I hope this make sense ... as I read through it, the numbers/words thing can get confusing ... but it works great :)

There is a commercial variety of what timbrady talks about called "Pizza Math" which is worth the investment. It has cardboard, realistic looking pizzas divided into pieces from 2 to 16.

I really like the plastic fraction towers. It is very visual and hand-on, and if you get the accompanying percent and decimal sets, they are all color-coded the same way (ie, green for 1/5, 20%, and .20 sized pieces) I have also just figured out that if I write on the back of the percent and decimal pieces w/dry erase markers, I can use them as "extra" fraction pieces, which has REALLY helped w/ improper fractions and mixed numbers. The sets only have enough pieces to add up to one whole, each.

Although it's really very simple, I have found color coding to help some students. You have them use one color for the numerator and one for the denominator. This helps to remind them what they are adding. They know they can add one color, but not the other, for example.

Reducing Fractions: Ex1: Reduce 4/6 means 4 group of 1 out of 6 groups of 1 model with tiles(let a=1 tile) Here's the model

(a)(a)(a)(a) / (a)(a)(a)(a)(a)(a) --> 4*1/6*1. What are the largest groups that you can make with more than one square with 4 and 6?

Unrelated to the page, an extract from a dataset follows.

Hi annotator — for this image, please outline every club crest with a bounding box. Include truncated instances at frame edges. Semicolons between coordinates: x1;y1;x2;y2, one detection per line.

(aa)(aa) / (aa)(aa)(aa) --> 2 groups of 2 out of 3 groups of 2

Explanation: 4 groups of 1 out of 6 groups of 1 is the same as 2 groups of 2 out of 3 groups of 2. That is,

4 out of 6 is = to 2 out 3. The largest group possible was of two elements. Therefore, 2 is the gcf of 4 and 6. I hope this helps.

say 1/2 + 1/3 use square tiles. Let a=square. Then, 1/2 is a/aa and 1/3 is a/aaa. Repeat the fracions until the denominator are the same as shown:

1/2: a/aa a/aa a/aa this becomes-->aaa/aaaaaa-> 3/6

1/3: a/aaa a/aaa this becomes aa/aaaaaa --> 2/6. Now,

put them together to get aaaaa/aaaaaa----->5/6!

so 1/2 + 1/3 = 5/6. I hope this helps.

Can be introduced the concept of eating fractions:

- first of all, establish the concept of the denominator as being the total number of equal parts and the concept of numerator which is the part of the whole group.

- spill out some different colours candies onto a desk (20 of them should be enough).

- call a student to count the total number of the candies and write down this number on the board. Explain that this number will be the denominator because it is the "whole".

- create a chart on the board listing the various colors. These will become the numerator values because they are the parts of the "whole."

- call another student to count the total number of each color candies out of the total. Write that number on the chart next to that color.

-do this job until all the colors have been counted and the chart is completley filled in.

- show to students the manner of creating fractions from this chart.

- add all numerators together to show that all the parts are adding up to the whole.

A more economical way might be to use paper plates--each student gets two so that one can be cut, the other to be used as the comparison.

I found that cooking projects work well, but that is hard to manage with larger groups and/or lack of kitchen space.

Middle school students find Danika (her last name escapes me at the moment--she was the actress on the tv show the Wonder Years and has a degree in Mathematics) called "Math Doesn't Suck" is an especially useful resource.